Transformers Don't Need LayerNorm at Inference Time: Implications for Interpretability

submarat; Joachim Schaeffer; Luca Baroni; galvsk; StefanHex

This work was produced during MARS and SPAR. arXiv version available at https://arxiv.org/abs/2507.02559. Code on GitHub and models on HuggingFace.

TL;DR we scaled LayerNorm (LN) removal by fine-tuning to GPT-2 XL:

We improve training stability by regularizing activation standard deviation across token positions & improve the training code.
The process is still not very data efficient (requires about ~1% of original dataset) and fine-tuning is somewhat unstable on larger models.
Surprisingly, attribution patching is not more accurate in LN-free models.
As expected, direct logit attribution becomes exact, and entropy neurons stop working.

We provide drop-in replacements for GPT-2 small, medium, large, and XL on HuggingFace for all your interpretability needs!

Introduction

LN centers the activations by the mean and normalizes by the standard deviation, then multiplies by learnable scale and adds a learnable bias.

LN has been a major obstacle for mechanistic interpretability research as it obstructs the interpretation of the residual stream and complicates model decomposition into circuits. For methods like direct logit attribution and attribution patching, researchers resort to freezing the standard deviation, which is an imperfect approximation. Past attempts at fully removing LN include training tiny models without LN and removal by fine-tuning for GPT-2 Small.
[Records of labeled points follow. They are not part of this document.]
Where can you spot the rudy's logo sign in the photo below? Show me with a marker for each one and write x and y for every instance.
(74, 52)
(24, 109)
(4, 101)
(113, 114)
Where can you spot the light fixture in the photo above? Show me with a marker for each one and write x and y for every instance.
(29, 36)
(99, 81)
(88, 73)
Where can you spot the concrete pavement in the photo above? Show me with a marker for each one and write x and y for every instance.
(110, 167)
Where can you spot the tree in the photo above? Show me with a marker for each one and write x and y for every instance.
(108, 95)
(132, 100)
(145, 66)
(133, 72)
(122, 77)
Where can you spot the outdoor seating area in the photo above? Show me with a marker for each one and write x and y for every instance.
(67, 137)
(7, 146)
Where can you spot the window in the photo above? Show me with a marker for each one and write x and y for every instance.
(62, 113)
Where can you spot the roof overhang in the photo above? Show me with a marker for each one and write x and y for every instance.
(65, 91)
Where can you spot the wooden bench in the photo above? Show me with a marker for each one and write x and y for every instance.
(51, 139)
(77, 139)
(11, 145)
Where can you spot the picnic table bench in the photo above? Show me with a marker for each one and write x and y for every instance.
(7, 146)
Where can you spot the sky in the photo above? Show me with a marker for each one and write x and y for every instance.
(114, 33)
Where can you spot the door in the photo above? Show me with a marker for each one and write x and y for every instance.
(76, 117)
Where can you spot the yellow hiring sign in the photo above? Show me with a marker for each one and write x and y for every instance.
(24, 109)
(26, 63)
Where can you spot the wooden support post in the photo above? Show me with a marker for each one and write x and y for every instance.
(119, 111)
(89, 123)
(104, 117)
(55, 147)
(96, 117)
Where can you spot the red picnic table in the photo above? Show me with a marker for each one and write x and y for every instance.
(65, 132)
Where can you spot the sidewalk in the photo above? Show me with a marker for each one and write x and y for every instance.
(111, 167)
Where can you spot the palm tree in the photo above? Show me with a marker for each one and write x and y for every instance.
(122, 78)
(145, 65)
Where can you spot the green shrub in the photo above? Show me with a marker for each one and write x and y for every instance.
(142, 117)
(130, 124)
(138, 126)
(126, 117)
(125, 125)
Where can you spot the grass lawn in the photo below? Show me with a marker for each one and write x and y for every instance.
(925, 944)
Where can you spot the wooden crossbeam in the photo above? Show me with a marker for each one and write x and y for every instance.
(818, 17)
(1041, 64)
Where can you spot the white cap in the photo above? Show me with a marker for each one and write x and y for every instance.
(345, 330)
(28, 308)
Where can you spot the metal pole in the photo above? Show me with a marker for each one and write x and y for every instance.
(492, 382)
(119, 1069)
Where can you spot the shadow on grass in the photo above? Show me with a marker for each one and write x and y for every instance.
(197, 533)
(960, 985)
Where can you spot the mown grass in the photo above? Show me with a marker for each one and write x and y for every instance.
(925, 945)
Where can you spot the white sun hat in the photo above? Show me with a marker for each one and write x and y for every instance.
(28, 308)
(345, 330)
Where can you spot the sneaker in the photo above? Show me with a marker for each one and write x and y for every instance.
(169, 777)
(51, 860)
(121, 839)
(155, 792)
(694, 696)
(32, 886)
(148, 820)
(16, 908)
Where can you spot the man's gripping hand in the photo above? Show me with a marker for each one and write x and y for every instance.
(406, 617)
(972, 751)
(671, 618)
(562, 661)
We explored how to scale removal by fine-tuning and some properties of LN-free models when it comes to mechanistic interpretability.

Main Achievements

We successfully removed LN from all GPT-2 models up to XL (1.5B parameters) by fine-tuning on OpenWebText (OWT):

GPT-2 Model	Fine tuning steps	Vanilla CE loss	LN-free CE loss
Small	300	2.8112	2.8757 [+0.0858]
Medium	500	2.5724	2.6352 [+0.0962]
Large	600	2.5074	2.5159 [+0.0812]
XL	800	2.3821	2.3992 [+0.0253]

Performance degradation in LN-free models was small compared to the fine-tuned control (aka "vanilla"), as measured by CE loss on a filtered version of The Pile (The Pile-filtered). See model generations in Appendix A. The runs required 0.3% - 1% of original training data (0.5M tokens per step).

We investigated how the LN-free models behave from a mechanistic interpretability point of view. As expected, direct logit attribution (a method for measuring the impact of a component in the residual stream on the output logits) gives exact direct effect on logits. Surprisingly, attribution patching (a scalable approximation to activation patching) does not improve in LN-free models. We verify that first-position token L2 norm is no longer special compared to the other positions, a fact echoed by a marked reduction in attention sink behavior. Lastly, entropy (confidence) neurons lose their ability to function in the LN-free models.

Scaling Up Removal

We scaled up LN removal by fine-tuning. The method sequentially freezes , $L N_{Q K}$ , $L N_{v}$ and $L N_{f}$ by setting the standard deviation ( $σ$ ) to a constant average standard deviation while fine-tuning on original training data. This worked with GPT-2 Small and Medium without modification, but it would break by gradient explosion for Large and XL. We modified the original method in two key ways:

Recompute average standard deviation on-the-fly
Penalize first-position standard deviation error with an auxiliary loss

Originally the standard deviation value was precomputed ahead of time for each LN. This created large updates during training and caused instabilities. We addressed this by on-the-fly recomputation using exponential moving average.

To encourage more gradual weight updates during fine-tuning, we instrumented an MSE loss between first-position standard deviation and all other positions at the final LN. This noticeably smoothed the main loss.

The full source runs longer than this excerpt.